Owens said, "Jessica! You don't know what you're saying!"

"Oh yes I do."

"But you can't. You couldn't possibly—"

"Take a deep breath," Doan advised helpfully.

"Shut up!" Owens snarled at him. Then: "This is all the most ridiculous nonsense. Why, you don't even love me, Jessica!"

"I'm the best judge of that," Jessica informed him calmly. "You offered to marry me, and I intend to hold you to it."

Owens turned on Doan. "Now see here—"

Doan said, "Since I'm stage managing this reconciliation, I'd advise you to kiss her about now."

"Oh, be quiet! Jessica, your letters to me didn't sound as if you still loved me!"

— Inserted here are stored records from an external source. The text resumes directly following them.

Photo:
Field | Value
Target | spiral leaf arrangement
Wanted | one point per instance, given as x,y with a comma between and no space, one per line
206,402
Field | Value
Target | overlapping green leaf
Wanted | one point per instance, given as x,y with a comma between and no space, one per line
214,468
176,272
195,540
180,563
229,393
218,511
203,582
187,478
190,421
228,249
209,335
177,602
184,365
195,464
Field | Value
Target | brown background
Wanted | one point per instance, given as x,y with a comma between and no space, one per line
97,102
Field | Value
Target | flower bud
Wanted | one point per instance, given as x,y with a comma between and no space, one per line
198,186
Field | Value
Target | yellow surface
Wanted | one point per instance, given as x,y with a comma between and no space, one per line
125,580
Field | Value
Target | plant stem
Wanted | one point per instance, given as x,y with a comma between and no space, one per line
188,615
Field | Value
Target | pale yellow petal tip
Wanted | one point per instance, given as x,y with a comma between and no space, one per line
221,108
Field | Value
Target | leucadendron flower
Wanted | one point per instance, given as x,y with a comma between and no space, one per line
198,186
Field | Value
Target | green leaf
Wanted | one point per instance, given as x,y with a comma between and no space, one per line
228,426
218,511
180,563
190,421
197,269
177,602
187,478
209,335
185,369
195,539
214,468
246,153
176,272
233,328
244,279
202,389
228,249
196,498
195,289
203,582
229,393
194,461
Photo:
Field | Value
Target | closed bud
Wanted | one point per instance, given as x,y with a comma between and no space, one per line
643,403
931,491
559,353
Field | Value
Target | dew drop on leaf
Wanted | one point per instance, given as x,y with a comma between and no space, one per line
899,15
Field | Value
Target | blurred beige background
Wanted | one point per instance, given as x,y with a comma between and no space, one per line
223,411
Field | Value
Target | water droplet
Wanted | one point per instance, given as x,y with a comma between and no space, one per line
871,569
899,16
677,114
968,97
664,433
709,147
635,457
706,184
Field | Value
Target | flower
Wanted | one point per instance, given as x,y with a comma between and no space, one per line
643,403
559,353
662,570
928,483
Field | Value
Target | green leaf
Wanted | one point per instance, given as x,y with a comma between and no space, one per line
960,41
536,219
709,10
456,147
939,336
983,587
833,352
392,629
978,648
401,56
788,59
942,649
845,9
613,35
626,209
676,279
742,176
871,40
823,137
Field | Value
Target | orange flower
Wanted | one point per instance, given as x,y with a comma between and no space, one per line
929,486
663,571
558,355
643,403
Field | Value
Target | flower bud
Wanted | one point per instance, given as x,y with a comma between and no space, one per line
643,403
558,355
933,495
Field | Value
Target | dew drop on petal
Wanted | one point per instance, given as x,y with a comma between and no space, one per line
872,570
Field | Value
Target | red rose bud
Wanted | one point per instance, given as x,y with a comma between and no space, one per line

"It's a little hard to write love letters to someone who won't answer you or even let you visit him."

"I couldn't...I didn't want you to think—"

"Dumb," Doan observed, "but he means well."

"All right," Owens said. "Since you're so clever, just explain to her what you found in the pasture."

"Yes," Jessica added. "I saw you come across from behind the barns. What did you find?"

"Nothing to get excited about," Doan told her. "Just a body."

"Joady Turnbull!" Owens snapped. "And he was stabbed with my knife!"

Jessica stared. "Your... The same knife—"

"Yes! Now I suppose you'll tell me you don't believe I did it!"

"I'll believe what you tell me. Brad."

"You're the only one who will!"

"Don't forget me," Doan said.

"Oh, you!" Owens said. "You don't count."

"I do so," said Doan. "My opinion on a matter like this is vital."

"What are you going to do?" Jessica asked faintly.

"He thinks he's going to conceal the evidence that links me with the murder!" Owens blurted. "He's crazy!"

"Like a fox," Doan said amiably. "Now look. Let me explain things to you in simple words. You are out on parole. If you are even faintly suspected of being involved in anything slightly illegal, your parole will be revoked. Aren't you tired of jails?"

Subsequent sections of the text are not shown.